# Breville Importer/Stockist?



## Jez W (Jul 2, 2012)

Does anyone know of a company that stocks/imports Breville Espresso machines in the UK? The reviews of the new Breville bes840xl seem to be very good and I like the way they respond to customer feedback with design changes like the Thermocoil. They are stocked in Australia so should already have 240v compatible machines available?

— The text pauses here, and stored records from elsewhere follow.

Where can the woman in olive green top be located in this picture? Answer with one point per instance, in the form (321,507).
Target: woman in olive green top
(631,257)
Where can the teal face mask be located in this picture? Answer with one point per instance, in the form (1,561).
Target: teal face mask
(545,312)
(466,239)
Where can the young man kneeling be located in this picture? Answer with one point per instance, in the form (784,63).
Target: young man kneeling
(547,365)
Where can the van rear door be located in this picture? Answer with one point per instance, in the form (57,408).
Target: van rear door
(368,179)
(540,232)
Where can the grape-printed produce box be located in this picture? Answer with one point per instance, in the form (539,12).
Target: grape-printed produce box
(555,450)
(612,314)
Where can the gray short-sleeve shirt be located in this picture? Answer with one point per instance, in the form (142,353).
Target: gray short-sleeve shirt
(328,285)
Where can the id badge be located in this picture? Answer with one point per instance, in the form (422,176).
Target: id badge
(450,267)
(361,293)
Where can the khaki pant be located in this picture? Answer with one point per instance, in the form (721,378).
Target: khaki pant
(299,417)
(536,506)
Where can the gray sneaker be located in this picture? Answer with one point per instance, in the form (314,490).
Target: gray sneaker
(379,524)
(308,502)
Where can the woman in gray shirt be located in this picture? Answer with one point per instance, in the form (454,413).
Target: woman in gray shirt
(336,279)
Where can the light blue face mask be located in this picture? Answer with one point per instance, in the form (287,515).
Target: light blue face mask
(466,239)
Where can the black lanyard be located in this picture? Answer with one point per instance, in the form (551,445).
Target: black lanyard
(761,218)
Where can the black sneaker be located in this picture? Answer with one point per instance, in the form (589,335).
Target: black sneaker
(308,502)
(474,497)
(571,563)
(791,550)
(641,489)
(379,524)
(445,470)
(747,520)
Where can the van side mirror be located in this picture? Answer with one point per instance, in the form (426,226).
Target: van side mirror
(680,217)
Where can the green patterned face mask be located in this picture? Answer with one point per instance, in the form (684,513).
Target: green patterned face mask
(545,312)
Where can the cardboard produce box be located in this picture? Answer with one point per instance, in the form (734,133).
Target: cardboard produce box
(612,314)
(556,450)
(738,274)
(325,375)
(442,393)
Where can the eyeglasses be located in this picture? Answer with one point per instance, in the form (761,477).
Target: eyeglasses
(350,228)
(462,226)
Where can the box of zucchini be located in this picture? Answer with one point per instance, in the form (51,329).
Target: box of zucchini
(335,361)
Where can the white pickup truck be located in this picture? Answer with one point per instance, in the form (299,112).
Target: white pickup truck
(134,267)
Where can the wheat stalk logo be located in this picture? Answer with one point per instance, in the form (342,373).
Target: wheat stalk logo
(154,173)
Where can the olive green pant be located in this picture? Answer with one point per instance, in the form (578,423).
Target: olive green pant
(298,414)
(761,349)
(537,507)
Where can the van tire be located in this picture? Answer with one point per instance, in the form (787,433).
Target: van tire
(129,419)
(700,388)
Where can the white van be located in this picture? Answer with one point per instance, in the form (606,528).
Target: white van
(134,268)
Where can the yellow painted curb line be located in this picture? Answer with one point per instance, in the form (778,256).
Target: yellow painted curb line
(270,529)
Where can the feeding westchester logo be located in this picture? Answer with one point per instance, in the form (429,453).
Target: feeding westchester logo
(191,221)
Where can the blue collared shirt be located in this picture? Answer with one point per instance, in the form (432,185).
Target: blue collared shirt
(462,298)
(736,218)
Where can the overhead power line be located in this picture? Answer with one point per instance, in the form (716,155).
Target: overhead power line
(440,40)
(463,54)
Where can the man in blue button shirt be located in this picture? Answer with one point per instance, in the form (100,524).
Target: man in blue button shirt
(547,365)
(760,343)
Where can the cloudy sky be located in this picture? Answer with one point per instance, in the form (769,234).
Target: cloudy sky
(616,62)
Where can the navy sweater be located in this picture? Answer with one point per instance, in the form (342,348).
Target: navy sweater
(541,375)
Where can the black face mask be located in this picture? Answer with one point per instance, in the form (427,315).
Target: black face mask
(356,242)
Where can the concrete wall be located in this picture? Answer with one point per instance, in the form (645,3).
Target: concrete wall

I am shopping around for my first proper Espresso machine and bes840xl would be a good contender if I could source it here,

Thanks


----------



## RobD (May 2, 2012)

Hi Jez

when i first thought about upgrading my old machine I ended up looking at the Breville Duel Boiler and while it was available in US and Aus not in the UK,

I first contacted Breville UK and was told that they are not the same company as the world wide Breville just using the "Brand" then I got in contact with Breville in Australia and I got a very strait forward reply, that as it's a different company using the same name in the UK only, it would have to be rebranded under a different name owing to brand rights and also it currently doesn't have a CE mark so who ever wanted to import them would have to organise both the rebranding and the CE certification neither is worth while on a low volume machine.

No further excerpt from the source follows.